Steve Alford, an Indiana high school and college basketball hero, has found patience the most difficult lesson of his first NBA season.
"The mental adjustment was difficult because I was playing almost all the time in college and high school," Alford said. "Now, for the first time in my career, I'm having to watch to learn. The neat thing is, it's at the ultimate level."
Alford was a former Mr. Basketball at New Castle High School and All-America at Indiana University. But entering his NBA homecoming, Alford had played in just nine of 22 games for the Mavericks. He has played only 92 minutes this season, making 8 of 26 shots and 8 of 9 free throws. Until playing the final minute of Dallas' game last Tuesday at Chicago, the 6-foot-2 guard had not played in six consecutive games.

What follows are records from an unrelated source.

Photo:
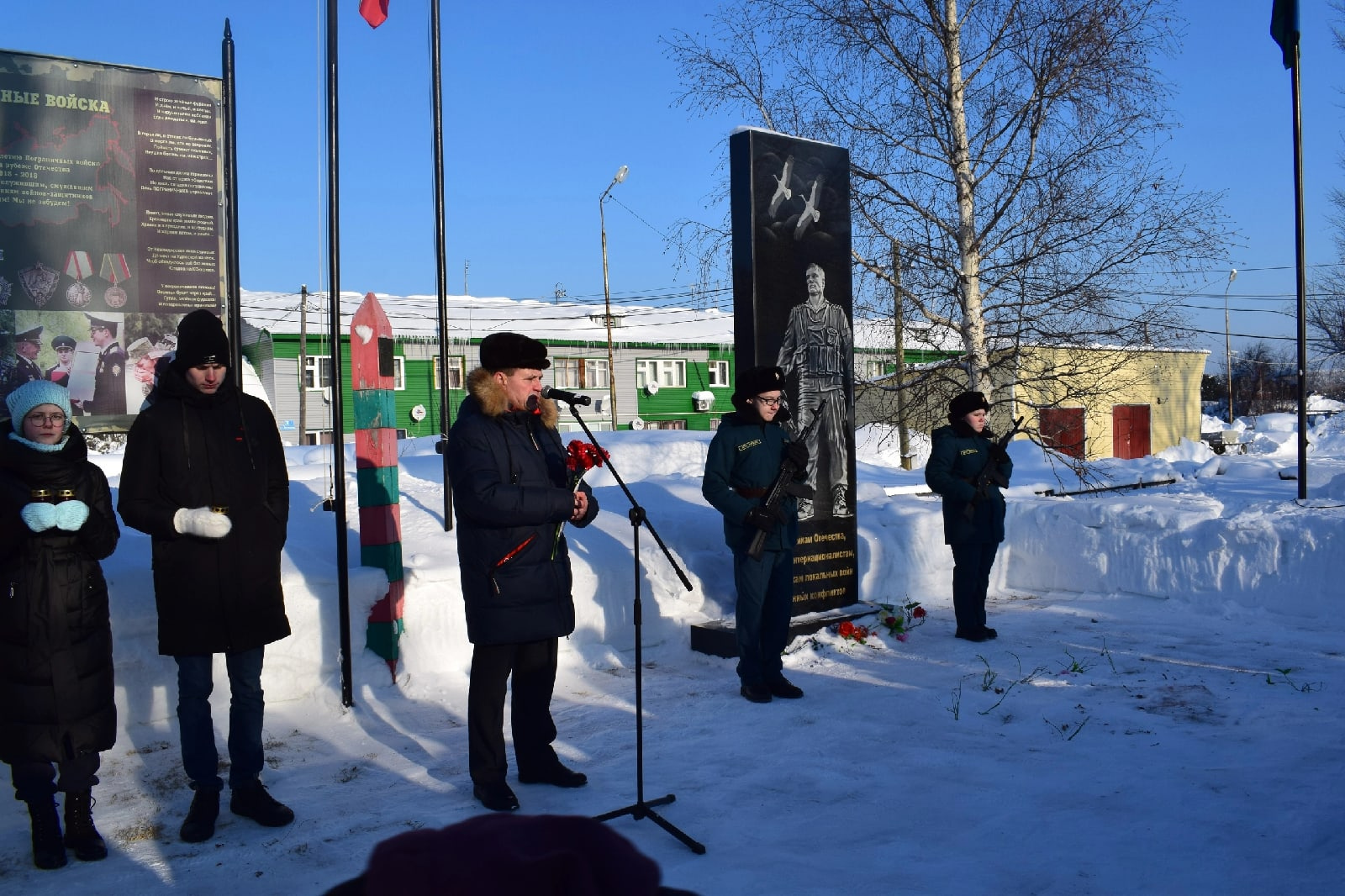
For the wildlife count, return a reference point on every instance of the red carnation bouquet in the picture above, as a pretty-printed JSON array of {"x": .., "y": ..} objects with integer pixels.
[{"x": 580, "y": 456}]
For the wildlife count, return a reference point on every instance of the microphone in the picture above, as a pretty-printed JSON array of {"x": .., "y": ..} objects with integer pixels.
[{"x": 568, "y": 397}]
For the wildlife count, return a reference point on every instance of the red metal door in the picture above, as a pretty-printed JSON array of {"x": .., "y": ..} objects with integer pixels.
[{"x": 1129, "y": 430}]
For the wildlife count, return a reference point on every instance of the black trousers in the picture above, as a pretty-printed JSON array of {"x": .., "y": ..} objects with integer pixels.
[
  {"x": 533, "y": 667},
  {"x": 37, "y": 781},
  {"x": 972, "y": 562}
]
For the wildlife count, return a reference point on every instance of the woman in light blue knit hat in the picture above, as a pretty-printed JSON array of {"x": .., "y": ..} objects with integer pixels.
[{"x": 57, "y": 703}]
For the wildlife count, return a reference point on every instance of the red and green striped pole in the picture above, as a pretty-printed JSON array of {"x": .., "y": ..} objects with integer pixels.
[{"x": 376, "y": 472}]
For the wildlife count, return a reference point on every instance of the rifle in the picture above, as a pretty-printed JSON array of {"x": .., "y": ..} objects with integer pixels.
[
  {"x": 990, "y": 472},
  {"x": 782, "y": 486}
]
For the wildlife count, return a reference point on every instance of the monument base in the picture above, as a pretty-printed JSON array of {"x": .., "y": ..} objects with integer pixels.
[{"x": 719, "y": 636}]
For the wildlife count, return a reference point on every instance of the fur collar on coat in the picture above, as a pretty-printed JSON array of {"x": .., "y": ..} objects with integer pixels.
[{"x": 494, "y": 403}]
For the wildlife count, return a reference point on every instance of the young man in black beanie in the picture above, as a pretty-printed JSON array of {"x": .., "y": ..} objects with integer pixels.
[
  {"x": 205, "y": 477},
  {"x": 511, "y": 497},
  {"x": 743, "y": 461}
]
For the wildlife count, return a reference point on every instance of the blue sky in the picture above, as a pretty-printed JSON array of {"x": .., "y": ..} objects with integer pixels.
[{"x": 544, "y": 103}]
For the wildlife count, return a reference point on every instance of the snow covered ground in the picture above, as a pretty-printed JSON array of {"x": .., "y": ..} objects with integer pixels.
[{"x": 1160, "y": 714}]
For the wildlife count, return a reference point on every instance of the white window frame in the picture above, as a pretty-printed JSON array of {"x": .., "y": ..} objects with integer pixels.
[
  {"x": 315, "y": 376},
  {"x": 596, "y": 374},
  {"x": 717, "y": 372},
  {"x": 669, "y": 373},
  {"x": 578, "y": 372},
  {"x": 455, "y": 365}
]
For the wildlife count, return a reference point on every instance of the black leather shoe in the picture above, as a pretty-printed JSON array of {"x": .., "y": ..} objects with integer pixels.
[
  {"x": 201, "y": 818},
  {"x": 256, "y": 804},
  {"x": 497, "y": 797},
  {"x": 557, "y": 775},
  {"x": 757, "y": 693}
]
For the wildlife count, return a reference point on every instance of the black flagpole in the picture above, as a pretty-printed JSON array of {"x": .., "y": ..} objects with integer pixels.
[
  {"x": 334, "y": 309},
  {"x": 440, "y": 262},
  {"x": 1300, "y": 260},
  {"x": 233, "y": 288}
]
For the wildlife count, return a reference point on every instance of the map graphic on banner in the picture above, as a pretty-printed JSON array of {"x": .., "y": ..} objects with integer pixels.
[{"x": 111, "y": 225}]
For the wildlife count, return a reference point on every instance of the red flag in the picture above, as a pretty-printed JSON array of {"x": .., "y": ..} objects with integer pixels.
[{"x": 374, "y": 11}]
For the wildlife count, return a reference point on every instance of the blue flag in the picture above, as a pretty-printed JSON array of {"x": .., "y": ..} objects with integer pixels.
[{"x": 1284, "y": 27}]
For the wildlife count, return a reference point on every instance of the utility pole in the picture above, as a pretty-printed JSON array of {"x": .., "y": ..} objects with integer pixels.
[
  {"x": 1228, "y": 351},
  {"x": 303, "y": 365},
  {"x": 899, "y": 326}
]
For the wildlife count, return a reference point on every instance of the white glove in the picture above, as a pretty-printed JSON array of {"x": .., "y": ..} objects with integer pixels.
[
  {"x": 40, "y": 515},
  {"x": 202, "y": 522}
]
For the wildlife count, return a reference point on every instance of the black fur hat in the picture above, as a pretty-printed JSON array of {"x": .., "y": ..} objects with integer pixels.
[
  {"x": 513, "y": 350},
  {"x": 965, "y": 403},
  {"x": 753, "y": 381}
]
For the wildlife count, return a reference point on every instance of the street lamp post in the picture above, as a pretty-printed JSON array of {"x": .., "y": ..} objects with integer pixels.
[{"x": 607, "y": 293}]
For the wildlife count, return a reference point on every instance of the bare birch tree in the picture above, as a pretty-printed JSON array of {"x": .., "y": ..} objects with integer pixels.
[{"x": 1012, "y": 147}]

"Just sitting on the bench has been a big adjustment," Alford said. "But it's not sitting on the bench at Indiana or New Castle. I'm sitting on the bench at the professional level. There's only 275 of us in the NBA. A lot of good players, a lot of great players, have had to sit. I've got a lot to learn but I'm going to do it."
Alford's family and many of his fans from New Castle were among the crowd at Market Square Arena to welcome the Hoosier home.
"The support I'm getting from my family and the city of New Castle has been a blessing," said Alford, who has been sustained by support from Indiana Coach Bob Knight and Sam Alford, Steve's father and high school coach.
"(Coach Knight) has been very supportive, as usual. He's told me a lot of things," Alford said. "He's said there are a lot of rookies who don't play immediately because very few veterans are average veterans. He and my father have both said I have to have patience. I know very few rookies play. Unless they're like Larry Bird, Magic Johnson or Michael Jordan, you're not going to get a lot of playing time."
Dallas Coach John MacLeod, an Indiana native himself, has been pleased with Alford's progress.
"He has made big progress since the beginning of camp," MacLeod said. "He's a very, very competitive player. He played some when Brad Davis was injured and he learned very quickly how much pressure would be put on him. He's learned a great deal from that. He's a tough competitor with great poise.
"He's not going to start now, but he will wind up being a very good player. The biggest thing will be to change his mental attitude. Under Bobby Knight, he was a finisher. Here, he has to think like a quarterback. He has to learn to handle the ball against quicker people. Next year, Steve will be a much, much better player."
Alford's entire perspective on the game has changed with the differences in college and NBA play.